その面接は「再現性」があるか? 採用戦略に必要な3要素
再現性の担保と迅速なアクションを起こす事ができるか?
良き経営者は、採用への対応を優先的に考える。求める人材が1人採用できることの効果はどれくらい大きいことかを知っているため、採用への時間と労力は惜しまない。そして、採用力を考えるとき、「再現性」「スピード」「運用」の3点を、常に押さえている。
まずひとつめ、「再現性」とは、採用の品質担保といえる。
採用基準が、面接官によってまちまちになっていないだろうか。なぜその候補者を選んだのか、言語化されないまま次の採用に向かっていないだろうか。もちろん、採用基準は、各社が決めることなので、役員個々人の判断が基準になるというやり方をとっても構わない。しかし、重要な局地戦の面接時の判断軸が、あまりにも面接官任せで、均一化されていない会社が驚くほどにある。
会社の成長におけるミドルステージ以降は、社員数も増え、ちょっとした人のズレが信頼関係の低下を起こしかねない。経験やスキルだけで採用をしていくと、風土とのミスマッチが起こってしまうこともある。
ノリや直感、または「とても素敵な人だから」といった判断軸は否定しない。ただし、人は自分に似た志向性や個性を好きになる傾向がある。自身の判断軸ではなく、会社に必要な人材の判断軸を明確に具現化し、再現性に繋げて欲しい。
「スピード」については、明確で早い判断や候補者への迅速な連絡、短期間での面接回転数といった、物理的な早さが一つ挙げられる。
しっかり面接回数を設けて多面的にみる方が異彩を発見できる場合も多いので、単純な期間の短さだけではない。むしろ重要なのは、社内でどれだけ判断軸がディスカッションされているか、共通認識が進んでいるかということが、仕組み化以上のスピードをつくっていく。
運用の精度が再現性の鍵になる
たとえば、求める人材像が共有できていないと、一次面接・二次面接では通った候補者が、最終面接で逆の評価をされてしまうことが起こり得る。評価点が食い違ったままだと、次の候補者をあげてきても同じことが起こってしまい、手戻りの時間が積み重なってしまう。
特に最近の傾向では、軸となるコンピテンシーや志向性を具言化できているものの、この共通言語が社員個人によって捉え方が異なるまま活用されている事が致命的なミスに繋がっている。

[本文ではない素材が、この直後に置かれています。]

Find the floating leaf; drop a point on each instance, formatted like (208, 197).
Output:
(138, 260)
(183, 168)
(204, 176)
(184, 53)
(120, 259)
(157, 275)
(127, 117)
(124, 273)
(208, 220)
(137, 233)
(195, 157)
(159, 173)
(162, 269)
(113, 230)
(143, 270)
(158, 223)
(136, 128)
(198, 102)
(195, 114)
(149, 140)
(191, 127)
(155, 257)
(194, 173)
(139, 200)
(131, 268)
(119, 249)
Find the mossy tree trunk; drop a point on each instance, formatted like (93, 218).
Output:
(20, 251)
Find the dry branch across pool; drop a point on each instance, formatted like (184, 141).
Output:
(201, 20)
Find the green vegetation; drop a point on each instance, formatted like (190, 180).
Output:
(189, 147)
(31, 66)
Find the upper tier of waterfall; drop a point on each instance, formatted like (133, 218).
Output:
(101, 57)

もうひとつのポイント、「運用」も含めてしっかり設計することができたら、視点を共通して持つべきところ、食い違っても構わないところを使い分けて質の高い採用プロセスを持つことができるようになる。
面接の回数を重ねる意味は、複数の眼でその候補者が自社にマッチしているか、見極めていくことにある。ベースとなるスキル面、カルチャーフィット面については、全階層で共通認識を持っていないと先のようなズレが起こってしまう。
ー方、想定するポジションでどんな活躍をしてくれそうか、将来的にみてどのような期待を持てるかなどは、複数の視点で異なる判断があるかもしれないが、健全な視点の違いは、質の高い採用のためにむしろ必要といえる。
「運用」については、常に検証をする必要がある。自社が求める人材が含まれていない母集団をいくら形成しても、いい採用にはつながらない。求める人材に近い母集団を形成する具現化の創意工夫はできているか。面談やリファラルなどを活用し、選考過程の前に質の高い候補者に絞り込むことができているか。労力はかかっても効果の薄い打ち手を続けることがないよう、考えていく必要がある。
そしてその運用は、入社までがゴールではない。活躍までがゴールである。これからの人事の方には、定着して成果を出すまでを運用の定義とし、誰しもが活躍する採用戦略を目指して欲しい。
こうした工夫を重ねつつも、採用に携わる人に最も欠かせないのは、採用にかける情熱である。以前、セミナーで講演いただいたサイバーエージェントの膽畑匡志氏は、「採用は、人事における一丁目一番地」と言っていた。まさに、採用は会社の成長の起点そのものである。そこにわくわくできる姿勢が、いい成果を引き寄せるはずである。